Capítulo 3: "El último cielo"

No existiría otro cielo.

Desperté tirado en donde me había encontrado con Xanxus. El Juicio había terminado y estábamos de vuelta en la Base Varia. Me incorporé lentamente y busqué al líder del lugar con la mirada. Todavía no despertaba y yacía tendido en el suelo dentro de la habitación. ¿Quién iba a pensar que él iba a ayudarme en mi plan de acabar con Vongola? Giotto de verdad estaba loco.

En un movimiento silencioso me levanté, me acerqué a mi mejor asesino y, con cuidado lo alcé para recostarlo en su cama. Por un lado me sorprendió poder acercarme a él en su sueño, aunque por otro me lo esperaba; su Juicio no había sido algo fácil y tanto Giotto como Daniela y yo nos las vimos negras para aplacar a ambos dueños de la Flama de la Ira. Sabía que Xanxus se parecía a Secondo en algunos aspectos, pero no creí que hasta en sus rabietas se portaran igual. Ahora entendía por qué Giotto decidió no pelear contra él, rea como un niño malcriado... Igual que Xanxus.

El asesino más peligroso en mis filas en realidad era un niño consentido por Nono. Aunque de eso me había dado cuenta hacía años, no dejaba de sorprenderme cada que sus berrinches sacaban lo mejor de él. Como cuando se enteró de que no era el único candidato al trono Vongola, como cuando perdió definitivamente, como durante la ceremonia de sucesión, como en muchas otras ocasiones. Me preguntaba cómo había reaccionado a mi muerte, después de todo él siempre decía que él era el único que podía matarme y que lo haría, eventualmente...

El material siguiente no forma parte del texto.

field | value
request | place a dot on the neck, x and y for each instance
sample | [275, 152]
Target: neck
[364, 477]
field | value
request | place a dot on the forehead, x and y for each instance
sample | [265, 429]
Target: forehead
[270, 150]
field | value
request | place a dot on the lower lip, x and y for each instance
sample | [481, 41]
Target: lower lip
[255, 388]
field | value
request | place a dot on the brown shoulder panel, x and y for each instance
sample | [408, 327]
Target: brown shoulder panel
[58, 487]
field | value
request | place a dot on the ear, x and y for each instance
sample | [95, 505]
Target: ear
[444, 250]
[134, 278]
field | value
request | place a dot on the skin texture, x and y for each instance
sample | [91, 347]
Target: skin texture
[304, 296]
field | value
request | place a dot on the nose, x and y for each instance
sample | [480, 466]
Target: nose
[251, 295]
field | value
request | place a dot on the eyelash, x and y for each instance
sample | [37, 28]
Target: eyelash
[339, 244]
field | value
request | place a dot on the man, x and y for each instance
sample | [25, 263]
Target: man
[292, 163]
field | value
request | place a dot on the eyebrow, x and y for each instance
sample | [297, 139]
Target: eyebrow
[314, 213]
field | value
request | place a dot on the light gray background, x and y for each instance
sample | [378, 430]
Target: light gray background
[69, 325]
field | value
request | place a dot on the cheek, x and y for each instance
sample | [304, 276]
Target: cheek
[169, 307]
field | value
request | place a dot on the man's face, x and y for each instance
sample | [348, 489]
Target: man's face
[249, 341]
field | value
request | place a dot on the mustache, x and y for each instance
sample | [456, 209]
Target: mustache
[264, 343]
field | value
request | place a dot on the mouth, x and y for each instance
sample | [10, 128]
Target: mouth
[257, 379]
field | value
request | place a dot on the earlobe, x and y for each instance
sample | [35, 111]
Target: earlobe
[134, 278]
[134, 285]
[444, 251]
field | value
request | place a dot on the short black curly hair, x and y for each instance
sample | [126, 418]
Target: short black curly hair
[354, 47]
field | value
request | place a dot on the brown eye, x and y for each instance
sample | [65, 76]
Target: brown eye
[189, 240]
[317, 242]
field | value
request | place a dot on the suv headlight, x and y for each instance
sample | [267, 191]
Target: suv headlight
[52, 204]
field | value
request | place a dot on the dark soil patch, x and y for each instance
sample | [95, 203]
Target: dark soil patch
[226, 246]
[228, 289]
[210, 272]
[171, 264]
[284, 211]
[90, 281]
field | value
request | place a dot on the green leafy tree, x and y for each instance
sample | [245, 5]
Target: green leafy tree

Mientras esperaba que Xanxus recuperara la conciencia le mandé un mensaje a Hayato, por la hora podía ver que mi visita se iba a prolongar más de lo que había pensado en un principio. En cuanto cerré mi celular mis ojos se encontraron nuevamente con los del hombre a mi lado. No parecía muy contento y no podía culparlo, de buenas a primeras se acababa de enterar del mis planes para desintegrar a Vongola y alejarme de ese mundo.

–Eh… no veas así–le dije nervioso sin apartar la mirada–No es como si fuera a acabar con la vida de alguien…

–Vas a destruir el legado Vongola–me contestó casi en un susurro, su voz calmada y controlada me daba más miedo que cuando gritaba y aventaba cosas a diestra y siniestra, de verdad estaba muy, muy enojado.

–Sabes que no soy el único que no quiere que toda la sangre del pasado crezca con la del futuro…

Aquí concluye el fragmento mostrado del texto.